His trial seemed to stretch on forever. He knew there was no way he’d be found innocent, but they reveled in the media frenzy that came around the Hartford bombing. Leonard even began to think the friends and family of his victims where relishing the TV time they were getting.

Then the time finally came. He was found guilty (it was on all the channels) and bussed off to Havenville Penitentiary where he would spend the remainder of his days. His friends had washed their hands of him, and The Ducks (convinced that he meant to bomb the capital) would not speak to him either. The members that were rounded up all pleaded ignorance and were all given light sentences after they all testified against Leonard.
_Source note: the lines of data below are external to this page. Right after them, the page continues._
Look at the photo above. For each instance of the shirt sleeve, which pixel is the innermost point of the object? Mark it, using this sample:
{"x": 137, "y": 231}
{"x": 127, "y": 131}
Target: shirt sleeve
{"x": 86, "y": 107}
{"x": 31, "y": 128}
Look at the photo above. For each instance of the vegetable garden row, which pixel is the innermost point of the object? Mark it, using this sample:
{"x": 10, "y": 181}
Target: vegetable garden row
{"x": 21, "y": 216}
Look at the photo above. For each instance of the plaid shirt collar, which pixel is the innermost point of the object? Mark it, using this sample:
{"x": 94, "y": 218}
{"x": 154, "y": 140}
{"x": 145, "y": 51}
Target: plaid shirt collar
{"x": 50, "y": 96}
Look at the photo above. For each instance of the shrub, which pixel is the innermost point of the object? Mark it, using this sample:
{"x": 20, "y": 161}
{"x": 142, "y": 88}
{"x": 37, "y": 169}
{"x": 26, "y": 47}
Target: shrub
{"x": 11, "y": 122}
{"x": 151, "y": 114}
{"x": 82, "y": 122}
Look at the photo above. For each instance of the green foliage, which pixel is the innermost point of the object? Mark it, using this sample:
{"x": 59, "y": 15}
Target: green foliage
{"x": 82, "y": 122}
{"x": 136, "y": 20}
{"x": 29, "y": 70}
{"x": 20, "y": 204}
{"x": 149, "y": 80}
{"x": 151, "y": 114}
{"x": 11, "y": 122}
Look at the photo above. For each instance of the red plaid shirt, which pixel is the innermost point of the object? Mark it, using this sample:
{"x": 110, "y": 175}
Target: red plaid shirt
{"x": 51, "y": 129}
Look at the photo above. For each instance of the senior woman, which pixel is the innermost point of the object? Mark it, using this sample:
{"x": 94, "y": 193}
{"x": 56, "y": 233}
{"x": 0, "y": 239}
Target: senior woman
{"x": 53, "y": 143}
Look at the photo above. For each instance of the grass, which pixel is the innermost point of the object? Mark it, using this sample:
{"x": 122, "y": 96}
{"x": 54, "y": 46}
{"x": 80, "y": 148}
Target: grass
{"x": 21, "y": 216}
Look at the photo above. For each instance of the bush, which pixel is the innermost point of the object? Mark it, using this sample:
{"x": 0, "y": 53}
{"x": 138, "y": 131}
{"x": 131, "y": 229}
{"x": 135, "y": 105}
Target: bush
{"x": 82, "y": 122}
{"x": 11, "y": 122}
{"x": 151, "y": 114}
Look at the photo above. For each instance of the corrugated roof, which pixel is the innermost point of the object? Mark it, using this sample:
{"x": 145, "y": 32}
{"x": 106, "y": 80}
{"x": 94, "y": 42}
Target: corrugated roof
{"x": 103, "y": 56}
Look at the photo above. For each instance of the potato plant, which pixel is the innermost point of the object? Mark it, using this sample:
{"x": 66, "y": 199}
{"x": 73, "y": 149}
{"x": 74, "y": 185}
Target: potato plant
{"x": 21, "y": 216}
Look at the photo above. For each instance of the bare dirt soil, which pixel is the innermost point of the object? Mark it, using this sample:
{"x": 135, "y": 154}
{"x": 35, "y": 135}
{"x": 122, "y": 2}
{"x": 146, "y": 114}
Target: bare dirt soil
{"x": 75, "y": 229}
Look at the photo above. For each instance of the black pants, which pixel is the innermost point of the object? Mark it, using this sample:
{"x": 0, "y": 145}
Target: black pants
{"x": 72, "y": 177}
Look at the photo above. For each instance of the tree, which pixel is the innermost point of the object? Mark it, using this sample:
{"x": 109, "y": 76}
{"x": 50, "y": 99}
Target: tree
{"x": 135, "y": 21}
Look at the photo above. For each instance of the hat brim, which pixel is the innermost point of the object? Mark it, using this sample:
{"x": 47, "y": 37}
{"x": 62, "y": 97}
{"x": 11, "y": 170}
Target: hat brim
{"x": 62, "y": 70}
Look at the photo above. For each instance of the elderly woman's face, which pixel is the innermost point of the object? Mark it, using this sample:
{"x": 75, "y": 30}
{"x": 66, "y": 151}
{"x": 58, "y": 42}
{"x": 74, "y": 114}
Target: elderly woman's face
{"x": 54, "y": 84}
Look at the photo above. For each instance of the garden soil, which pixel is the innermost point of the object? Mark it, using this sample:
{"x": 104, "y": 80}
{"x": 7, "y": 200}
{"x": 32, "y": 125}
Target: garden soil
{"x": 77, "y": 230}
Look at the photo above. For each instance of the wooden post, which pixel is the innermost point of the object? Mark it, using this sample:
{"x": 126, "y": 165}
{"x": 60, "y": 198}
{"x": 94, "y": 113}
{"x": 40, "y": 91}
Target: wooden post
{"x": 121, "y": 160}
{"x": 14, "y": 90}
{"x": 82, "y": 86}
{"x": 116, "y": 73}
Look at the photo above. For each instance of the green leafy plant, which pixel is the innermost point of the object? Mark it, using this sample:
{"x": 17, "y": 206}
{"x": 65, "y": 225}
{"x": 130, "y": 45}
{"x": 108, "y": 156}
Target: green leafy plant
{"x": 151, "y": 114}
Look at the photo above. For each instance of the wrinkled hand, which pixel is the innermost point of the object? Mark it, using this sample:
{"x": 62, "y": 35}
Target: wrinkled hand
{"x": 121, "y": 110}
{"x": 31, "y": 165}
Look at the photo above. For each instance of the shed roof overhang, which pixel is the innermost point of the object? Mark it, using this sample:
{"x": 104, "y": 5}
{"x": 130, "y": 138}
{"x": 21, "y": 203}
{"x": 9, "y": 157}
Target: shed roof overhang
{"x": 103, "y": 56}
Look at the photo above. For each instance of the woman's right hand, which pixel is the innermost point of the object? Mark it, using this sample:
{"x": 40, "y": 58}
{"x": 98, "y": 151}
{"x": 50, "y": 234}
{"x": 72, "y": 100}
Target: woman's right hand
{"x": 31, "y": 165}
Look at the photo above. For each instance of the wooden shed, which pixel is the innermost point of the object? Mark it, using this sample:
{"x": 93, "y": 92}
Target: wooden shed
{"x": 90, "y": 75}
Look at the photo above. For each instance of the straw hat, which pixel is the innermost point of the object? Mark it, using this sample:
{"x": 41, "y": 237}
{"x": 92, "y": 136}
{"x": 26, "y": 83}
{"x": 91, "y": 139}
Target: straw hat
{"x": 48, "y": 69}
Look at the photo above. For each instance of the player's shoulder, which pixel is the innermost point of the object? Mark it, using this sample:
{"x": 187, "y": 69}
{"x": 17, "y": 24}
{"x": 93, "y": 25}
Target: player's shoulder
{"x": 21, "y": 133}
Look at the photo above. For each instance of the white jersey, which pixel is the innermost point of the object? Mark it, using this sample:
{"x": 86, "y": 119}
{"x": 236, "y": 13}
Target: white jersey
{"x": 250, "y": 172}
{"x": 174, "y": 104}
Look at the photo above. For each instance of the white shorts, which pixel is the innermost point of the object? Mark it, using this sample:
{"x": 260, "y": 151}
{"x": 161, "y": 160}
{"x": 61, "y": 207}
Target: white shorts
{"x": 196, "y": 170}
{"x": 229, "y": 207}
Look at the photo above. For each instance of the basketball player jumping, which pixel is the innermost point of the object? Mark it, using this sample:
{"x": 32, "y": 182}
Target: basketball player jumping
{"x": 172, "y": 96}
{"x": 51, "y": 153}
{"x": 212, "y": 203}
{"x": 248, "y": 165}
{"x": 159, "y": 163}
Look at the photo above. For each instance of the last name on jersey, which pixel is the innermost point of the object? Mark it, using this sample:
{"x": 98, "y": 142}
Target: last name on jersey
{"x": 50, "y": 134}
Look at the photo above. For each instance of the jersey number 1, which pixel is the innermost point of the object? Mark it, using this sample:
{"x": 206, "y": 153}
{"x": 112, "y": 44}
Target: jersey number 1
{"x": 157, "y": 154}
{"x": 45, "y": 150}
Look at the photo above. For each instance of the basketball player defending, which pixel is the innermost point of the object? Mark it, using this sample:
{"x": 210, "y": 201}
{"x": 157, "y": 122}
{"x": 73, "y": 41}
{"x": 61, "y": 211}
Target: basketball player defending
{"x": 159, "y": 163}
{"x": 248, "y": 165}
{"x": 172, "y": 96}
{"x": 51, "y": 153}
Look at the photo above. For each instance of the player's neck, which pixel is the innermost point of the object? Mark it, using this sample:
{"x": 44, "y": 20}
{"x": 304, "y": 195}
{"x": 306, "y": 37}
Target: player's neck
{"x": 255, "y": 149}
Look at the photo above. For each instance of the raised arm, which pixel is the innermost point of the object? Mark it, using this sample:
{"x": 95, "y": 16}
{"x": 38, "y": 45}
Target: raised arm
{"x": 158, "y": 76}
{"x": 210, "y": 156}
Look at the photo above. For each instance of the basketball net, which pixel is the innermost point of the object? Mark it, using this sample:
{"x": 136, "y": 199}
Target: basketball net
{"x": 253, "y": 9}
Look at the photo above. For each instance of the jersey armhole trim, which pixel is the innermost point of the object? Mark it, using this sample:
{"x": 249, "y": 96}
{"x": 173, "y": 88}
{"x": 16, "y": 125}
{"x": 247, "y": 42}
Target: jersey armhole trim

Cody was actually given house arrest and had to stay inside his mom’s house for two years. 

The only light at the end of Leonard’s tunnel was when he was told he had a visitor at the end of his first week on the inside and he saw Penelope on the other side of the glass. Leonard picked up the phone quickly and Penelope did the same. He noticed her eyes were red and puffy. Leonard assumed she had shed many tears for him.
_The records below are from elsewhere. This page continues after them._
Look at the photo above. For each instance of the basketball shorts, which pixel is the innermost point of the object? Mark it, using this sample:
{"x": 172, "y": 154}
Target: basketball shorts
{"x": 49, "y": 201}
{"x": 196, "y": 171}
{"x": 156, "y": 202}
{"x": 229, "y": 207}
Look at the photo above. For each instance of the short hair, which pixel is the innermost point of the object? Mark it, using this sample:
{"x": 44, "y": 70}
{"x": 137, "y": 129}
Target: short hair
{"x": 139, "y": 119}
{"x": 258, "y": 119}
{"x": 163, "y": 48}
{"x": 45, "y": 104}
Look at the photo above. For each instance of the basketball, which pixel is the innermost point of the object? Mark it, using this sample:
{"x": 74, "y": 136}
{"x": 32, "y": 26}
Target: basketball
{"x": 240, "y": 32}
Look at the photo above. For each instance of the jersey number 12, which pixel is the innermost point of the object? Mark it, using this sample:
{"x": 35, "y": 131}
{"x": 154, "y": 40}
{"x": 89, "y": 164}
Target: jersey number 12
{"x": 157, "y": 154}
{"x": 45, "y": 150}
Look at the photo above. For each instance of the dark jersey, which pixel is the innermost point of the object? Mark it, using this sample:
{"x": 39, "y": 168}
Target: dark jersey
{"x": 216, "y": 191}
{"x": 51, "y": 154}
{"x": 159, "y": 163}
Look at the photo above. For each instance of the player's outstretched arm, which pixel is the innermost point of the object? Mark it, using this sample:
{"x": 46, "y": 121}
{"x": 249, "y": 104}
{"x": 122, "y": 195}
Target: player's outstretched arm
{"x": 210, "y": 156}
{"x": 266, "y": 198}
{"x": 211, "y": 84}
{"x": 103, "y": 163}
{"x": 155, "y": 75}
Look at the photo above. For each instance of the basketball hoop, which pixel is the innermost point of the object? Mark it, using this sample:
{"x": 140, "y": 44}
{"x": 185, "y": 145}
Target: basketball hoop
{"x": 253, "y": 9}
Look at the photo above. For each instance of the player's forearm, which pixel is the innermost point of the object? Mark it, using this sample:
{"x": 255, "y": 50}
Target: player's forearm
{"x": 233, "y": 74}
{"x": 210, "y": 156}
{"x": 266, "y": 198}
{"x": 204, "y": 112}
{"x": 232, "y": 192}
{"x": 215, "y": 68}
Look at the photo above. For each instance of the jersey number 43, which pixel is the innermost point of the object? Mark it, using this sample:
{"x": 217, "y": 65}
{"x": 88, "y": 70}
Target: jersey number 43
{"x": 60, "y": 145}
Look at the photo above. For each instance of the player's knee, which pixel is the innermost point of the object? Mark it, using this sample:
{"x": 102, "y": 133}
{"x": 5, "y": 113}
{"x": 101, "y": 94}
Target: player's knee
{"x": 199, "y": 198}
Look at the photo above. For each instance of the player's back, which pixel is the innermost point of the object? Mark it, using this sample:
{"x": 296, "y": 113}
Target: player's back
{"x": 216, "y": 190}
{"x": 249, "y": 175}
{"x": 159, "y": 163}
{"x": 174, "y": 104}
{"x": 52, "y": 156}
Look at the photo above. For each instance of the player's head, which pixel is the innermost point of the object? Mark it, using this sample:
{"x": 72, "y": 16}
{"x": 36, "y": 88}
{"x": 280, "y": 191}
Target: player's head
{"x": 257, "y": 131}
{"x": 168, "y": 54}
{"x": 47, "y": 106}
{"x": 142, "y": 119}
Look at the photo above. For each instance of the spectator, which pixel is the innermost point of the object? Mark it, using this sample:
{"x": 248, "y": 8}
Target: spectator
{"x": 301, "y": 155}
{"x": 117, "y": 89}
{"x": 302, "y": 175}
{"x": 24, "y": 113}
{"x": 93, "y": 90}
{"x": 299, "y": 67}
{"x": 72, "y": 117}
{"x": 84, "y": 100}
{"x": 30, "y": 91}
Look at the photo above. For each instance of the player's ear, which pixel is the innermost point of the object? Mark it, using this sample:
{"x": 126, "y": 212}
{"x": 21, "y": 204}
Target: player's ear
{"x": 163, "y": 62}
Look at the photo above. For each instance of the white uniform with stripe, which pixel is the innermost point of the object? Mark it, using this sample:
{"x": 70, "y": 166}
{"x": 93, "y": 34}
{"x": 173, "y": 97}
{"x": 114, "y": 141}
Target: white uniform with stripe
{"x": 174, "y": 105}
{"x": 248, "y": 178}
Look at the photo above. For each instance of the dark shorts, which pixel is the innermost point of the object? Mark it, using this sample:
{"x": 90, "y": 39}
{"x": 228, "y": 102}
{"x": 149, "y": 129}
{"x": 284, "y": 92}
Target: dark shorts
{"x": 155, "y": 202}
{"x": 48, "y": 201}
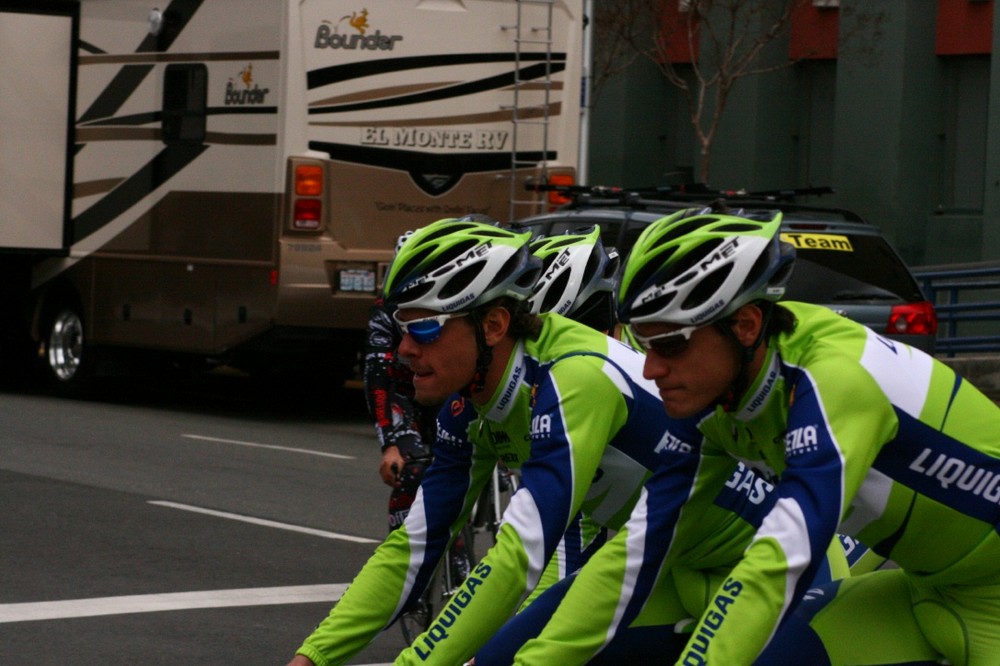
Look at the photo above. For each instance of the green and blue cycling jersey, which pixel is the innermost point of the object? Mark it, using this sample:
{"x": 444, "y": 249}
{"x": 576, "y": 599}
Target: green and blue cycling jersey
{"x": 855, "y": 431}
{"x": 574, "y": 414}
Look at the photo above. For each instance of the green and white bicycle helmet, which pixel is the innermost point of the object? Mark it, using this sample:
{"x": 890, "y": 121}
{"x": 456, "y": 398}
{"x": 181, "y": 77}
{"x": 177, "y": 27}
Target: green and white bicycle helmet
{"x": 457, "y": 265}
{"x": 694, "y": 268}
{"x": 577, "y": 276}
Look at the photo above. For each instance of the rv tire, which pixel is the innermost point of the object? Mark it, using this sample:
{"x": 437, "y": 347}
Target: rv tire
{"x": 67, "y": 359}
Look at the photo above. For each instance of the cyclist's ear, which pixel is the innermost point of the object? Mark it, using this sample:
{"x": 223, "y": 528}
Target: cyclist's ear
{"x": 496, "y": 323}
{"x": 746, "y": 323}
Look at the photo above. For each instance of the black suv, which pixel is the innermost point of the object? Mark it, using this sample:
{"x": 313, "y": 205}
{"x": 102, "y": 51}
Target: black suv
{"x": 843, "y": 262}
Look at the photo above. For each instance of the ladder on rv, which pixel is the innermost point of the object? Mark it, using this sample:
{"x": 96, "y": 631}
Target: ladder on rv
{"x": 530, "y": 38}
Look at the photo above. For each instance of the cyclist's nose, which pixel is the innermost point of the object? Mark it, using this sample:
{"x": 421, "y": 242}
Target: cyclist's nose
{"x": 655, "y": 366}
{"x": 408, "y": 347}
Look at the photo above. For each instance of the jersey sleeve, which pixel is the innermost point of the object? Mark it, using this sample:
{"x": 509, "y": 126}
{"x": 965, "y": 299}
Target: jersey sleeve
{"x": 837, "y": 414}
{"x": 402, "y": 567}
{"x": 568, "y": 437}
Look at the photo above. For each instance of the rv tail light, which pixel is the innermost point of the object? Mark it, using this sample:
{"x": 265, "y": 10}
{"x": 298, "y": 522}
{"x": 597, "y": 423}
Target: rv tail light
{"x": 308, "y": 213}
{"x": 557, "y": 198}
{"x": 913, "y": 319}
{"x": 308, "y": 180}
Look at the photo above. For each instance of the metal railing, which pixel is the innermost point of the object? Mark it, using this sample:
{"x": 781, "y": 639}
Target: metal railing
{"x": 967, "y": 301}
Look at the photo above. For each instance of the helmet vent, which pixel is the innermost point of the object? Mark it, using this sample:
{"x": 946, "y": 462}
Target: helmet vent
{"x": 555, "y": 291}
{"x": 707, "y": 288}
{"x": 456, "y": 251}
{"x": 460, "y": 281}
{"x": 653, "y": 306}
{"x": 413, "y": 263}
{"x": 736, "y": 228}
{"x": 685, "y": 227}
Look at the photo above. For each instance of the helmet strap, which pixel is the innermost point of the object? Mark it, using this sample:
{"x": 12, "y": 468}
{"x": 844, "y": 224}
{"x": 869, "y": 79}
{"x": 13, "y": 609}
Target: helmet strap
{"x": 483, "y": 361}
{"x": 745, "y": 353}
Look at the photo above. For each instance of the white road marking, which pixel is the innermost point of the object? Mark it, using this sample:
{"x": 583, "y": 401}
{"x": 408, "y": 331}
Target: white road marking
{"x": 156, "y": 603}
{"x": 263, "y": 522}
{"x": 269, "y": 446}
“Pen,” Leonard said. “Thank you -”

“How could you?” Penelope said. “How could you hurt all those people?”

“You really don’t think that I would -”

“I didn’t want to think you would,” Penelope said. “But you did. You wanted to make a statement. Well I hope you’re happy with yourself in there.”

“It wasn’t me!” Leonard said. “If those idiots did like I told them -”

“Cody was right!” Penelope said. Fresh tears were spilling down her cheeks. “He told us how you tried to turn everyone else in to save yourself. You coward!”

“That’s not -”

Penelope made to get up, but Leonard stopped her. “I love you!” he said into the phone. She stopped.

“You love me?” Penelope asked with a snort. “Is that what this was all about? You were trying to impress me?”

“Yes,” Leonard admitted feeling more defeated than he did the day they said he was guilty.

“You didn’t need to bomb a city to impress me,” Penelope said.

“I didn’t -”

“Don’t!” Penelope said. “I’m not interested in your excuses. I thought you were a good guy. Goodbye, Leonard.” She then hung up and left. It was the last time she ever came to visit.


“Holy shit!” Xander said when Leonard had finished his story.

“Holy shit indeed,” Leonard said. “Blinded by love. Foiled by idiocy. This is the life of the wayward soul of Leonard Kelly.”

Xander couldn’t help but laugh. He knew why Leonard was in Havenville, but he didn’t know it from his point of view. He knew it was six years ago, but the thought of Penelope’s only visit still weighed heavily on him. He thought of his wife and how things ended. She wasn’t even allowed to visit. He wouldn’t see her face until his mission ended, and he didn’t even know if she’d let him.

Silence filled the cell with the exception of other inmates moving around above and around them. Xander realized he didn’t know what else to say in response to Leonard’s story.

“So,” Leonard said breaking the silence. “What’s our next move?”